Re: [Lapackpp-devel] Lapackpp scaled matrix addition

SourceForge Headquarters 1320 Columbia Street Suite 310 San Diego, CA 92101 +1 (858) 422-6466

On Tue, 15 May 2007, Christian Stimming wrote:

> Am Montag, 14. Mai 2007 16:59 schrieb Matti Varjokallio:
> > > >Am I correct in saying that currently the possibilities to compute a
> > > >scaled matrix sum in lapack++ are:
> > > >1) Do a basic double-loop
> > > >2) Blas_Mat_Mat_Mult with the second argument as identity matrix
> > > >3) Blas_Scale for the second argument and use +-operator which is
> > > >marked deprecated
> > > >
> > > > It seems that there is a Blas_Add_Mult -function only for vectors, but
> > > > not for matrices? Is there some specific reason for this or could a
> > > > wrapper for dgema be added?
> > >
> > > Oh, there exists dgema that does this? In that case it would be nice to
> > > have a wrapper for this, indeed. If you're up to submitting a patch, I'd
> > > happily include it into lapackpp; otherwise I might be able to do this
> > > maybe in June.
> >
> > Sorry it turned out that I was browsing through some Compaq-specific
> > extensions and thought it was plain LAPACK-interface. Also ESSL gives
> > dgeadd for this purpose, but there seems to be no such function in LAPACK.
> 
> Ah, ok. Yes, that's what I knew as well. Even though I needed this at times, 
> there wasn't any function available except for Blas_Mat_Mat_Mult with an 
> identity matrix.
> 
> > Would it make sense to use daxpy (scaled vector addition) to make
> > something like Blas_Add_Mult(LaGenMatDouble&, double, const
> > &LaGenMatDouble)?
> 
> I'm not so sure. We're talking about an element-wise sum of matrices? In that 
> case daxpy does not make sense because it always calculates the (scaled) 
> inner product of two vectors, if I recall correctly. 
> 
> I'm open for patches that implement this function "by hand" in lapackpp. 
> However I've regularly been surprised by the speed of the existing LAPACK 
> function. In cases like this I'd like to hear (with some convincing numbers) 
> that a hand-written function is indeed faster than Blas_Mat_Mat_Mult 
> with "weird" input arguments (identity etc.).
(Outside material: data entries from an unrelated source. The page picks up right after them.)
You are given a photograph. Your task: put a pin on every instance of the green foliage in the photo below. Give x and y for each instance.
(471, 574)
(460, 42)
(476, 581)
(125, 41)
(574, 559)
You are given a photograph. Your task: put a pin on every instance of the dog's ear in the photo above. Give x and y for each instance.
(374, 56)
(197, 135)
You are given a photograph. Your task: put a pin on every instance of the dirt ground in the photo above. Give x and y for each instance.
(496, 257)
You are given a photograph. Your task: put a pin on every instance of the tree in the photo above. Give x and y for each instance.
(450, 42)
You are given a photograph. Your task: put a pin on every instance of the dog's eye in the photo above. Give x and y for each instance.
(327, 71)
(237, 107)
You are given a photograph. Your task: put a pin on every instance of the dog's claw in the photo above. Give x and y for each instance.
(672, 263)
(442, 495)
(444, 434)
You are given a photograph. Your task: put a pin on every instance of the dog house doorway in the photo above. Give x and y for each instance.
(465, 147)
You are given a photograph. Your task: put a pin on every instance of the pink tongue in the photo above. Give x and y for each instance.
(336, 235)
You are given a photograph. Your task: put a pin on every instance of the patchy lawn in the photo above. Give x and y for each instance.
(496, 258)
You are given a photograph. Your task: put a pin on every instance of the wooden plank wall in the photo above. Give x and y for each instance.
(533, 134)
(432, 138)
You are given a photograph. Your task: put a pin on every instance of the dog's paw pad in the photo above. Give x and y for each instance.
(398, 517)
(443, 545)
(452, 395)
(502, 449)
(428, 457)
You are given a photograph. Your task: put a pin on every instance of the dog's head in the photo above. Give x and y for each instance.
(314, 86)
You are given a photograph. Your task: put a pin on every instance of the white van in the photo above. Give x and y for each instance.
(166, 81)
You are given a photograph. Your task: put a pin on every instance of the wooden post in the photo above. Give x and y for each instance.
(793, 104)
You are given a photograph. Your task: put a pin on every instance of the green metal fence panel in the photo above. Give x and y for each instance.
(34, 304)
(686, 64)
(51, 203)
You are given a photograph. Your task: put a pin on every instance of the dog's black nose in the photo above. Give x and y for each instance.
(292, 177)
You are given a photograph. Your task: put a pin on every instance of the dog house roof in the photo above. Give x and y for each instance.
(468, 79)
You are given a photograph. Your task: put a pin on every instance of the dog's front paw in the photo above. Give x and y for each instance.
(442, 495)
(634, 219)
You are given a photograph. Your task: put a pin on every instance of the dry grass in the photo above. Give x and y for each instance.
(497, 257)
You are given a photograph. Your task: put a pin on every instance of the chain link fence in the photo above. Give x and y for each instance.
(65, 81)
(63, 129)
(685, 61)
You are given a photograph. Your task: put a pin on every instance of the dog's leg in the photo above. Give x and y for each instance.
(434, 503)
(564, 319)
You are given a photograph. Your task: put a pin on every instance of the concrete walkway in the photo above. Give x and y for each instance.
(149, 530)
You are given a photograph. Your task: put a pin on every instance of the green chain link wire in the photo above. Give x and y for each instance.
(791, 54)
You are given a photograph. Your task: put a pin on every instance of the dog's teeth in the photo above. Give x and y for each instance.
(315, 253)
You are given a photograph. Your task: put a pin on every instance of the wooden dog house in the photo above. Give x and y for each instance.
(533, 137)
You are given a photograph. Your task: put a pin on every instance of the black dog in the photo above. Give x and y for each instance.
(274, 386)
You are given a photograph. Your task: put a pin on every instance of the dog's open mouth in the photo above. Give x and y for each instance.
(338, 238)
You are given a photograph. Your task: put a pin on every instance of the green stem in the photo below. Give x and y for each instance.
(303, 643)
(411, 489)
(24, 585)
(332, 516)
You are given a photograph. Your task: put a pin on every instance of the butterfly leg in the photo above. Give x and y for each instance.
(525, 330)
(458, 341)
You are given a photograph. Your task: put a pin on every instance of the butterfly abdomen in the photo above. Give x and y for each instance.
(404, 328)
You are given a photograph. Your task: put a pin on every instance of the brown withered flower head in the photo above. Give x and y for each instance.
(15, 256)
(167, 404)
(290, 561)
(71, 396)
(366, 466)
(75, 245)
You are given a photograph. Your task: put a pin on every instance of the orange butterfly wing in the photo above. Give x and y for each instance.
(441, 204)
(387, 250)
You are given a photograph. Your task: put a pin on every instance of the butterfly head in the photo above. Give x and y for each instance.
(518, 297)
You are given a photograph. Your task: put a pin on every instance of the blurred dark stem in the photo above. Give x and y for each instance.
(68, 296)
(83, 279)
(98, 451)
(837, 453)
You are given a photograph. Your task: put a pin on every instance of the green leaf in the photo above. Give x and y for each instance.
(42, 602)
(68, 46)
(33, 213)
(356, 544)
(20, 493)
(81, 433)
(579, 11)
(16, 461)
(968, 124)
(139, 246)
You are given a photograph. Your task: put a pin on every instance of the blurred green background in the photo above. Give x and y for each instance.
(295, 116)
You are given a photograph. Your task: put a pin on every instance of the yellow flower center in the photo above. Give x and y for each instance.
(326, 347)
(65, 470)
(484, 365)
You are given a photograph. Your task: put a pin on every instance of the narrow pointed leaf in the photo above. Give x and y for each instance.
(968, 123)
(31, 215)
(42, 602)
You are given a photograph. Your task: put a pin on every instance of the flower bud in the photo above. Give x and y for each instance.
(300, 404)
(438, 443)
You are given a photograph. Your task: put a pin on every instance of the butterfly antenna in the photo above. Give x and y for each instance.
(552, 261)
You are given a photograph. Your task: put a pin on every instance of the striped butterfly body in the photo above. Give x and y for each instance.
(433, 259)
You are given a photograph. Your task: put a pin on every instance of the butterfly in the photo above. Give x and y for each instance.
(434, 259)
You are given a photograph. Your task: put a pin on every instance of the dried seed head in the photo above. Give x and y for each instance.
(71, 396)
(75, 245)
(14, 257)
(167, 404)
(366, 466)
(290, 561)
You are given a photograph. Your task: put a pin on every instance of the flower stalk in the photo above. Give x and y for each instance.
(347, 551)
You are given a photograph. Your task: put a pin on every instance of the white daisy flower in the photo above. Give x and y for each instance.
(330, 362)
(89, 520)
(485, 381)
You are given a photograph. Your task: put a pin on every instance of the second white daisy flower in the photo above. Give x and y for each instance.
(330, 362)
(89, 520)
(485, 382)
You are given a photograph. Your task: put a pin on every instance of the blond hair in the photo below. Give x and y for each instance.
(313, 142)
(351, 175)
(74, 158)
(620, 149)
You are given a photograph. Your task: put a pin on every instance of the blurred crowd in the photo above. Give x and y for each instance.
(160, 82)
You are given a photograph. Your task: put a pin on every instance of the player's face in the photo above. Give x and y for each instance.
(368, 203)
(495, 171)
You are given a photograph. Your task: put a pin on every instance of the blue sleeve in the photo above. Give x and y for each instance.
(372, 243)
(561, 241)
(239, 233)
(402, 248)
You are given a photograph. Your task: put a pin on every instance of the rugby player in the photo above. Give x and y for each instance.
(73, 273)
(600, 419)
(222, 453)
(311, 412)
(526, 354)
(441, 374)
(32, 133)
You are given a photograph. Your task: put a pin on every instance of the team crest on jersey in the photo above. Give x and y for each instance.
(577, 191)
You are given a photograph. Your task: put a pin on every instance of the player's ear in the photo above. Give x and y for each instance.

Profiling numbers could be 
> obtained by e.g. valgrind's tool callgrind or others.
> 
> Regards,
> 
> Christian

Hi again,

Daxpy wasn't scaled inner product, but scaled vector addition. 
Blas_Add_Mult uses it internally. It seems to work 
for matrices as well, so I suggest:

void Blas_Add_Mult_Mat(LaGenMatDouble &A,
                       double alpha,
                       const LaGenMatDouble &B)
{
  assert(A.rows() == B.rows());
  assert(A.cols() == B.cols());
  assert(A.inc(0) == B.inc(0));
  assert(A.inc(1) == B.inc(1));

  integer n = A.rows()*A.cols();
  integer inca = A.inc(0), incb = B.inc(0);

  F77NAME(daxpy)(&n, &alpha, &B(0,0), &incb, &A(0,0), &inca);
}

...although I tried it only couple of occasions. I don't know if those 
inc-asserts are needed. Just naming it Blas_Add_Mult won't work because 
LaVectorDouble was inherited from LaGenMatDouble.

-Matti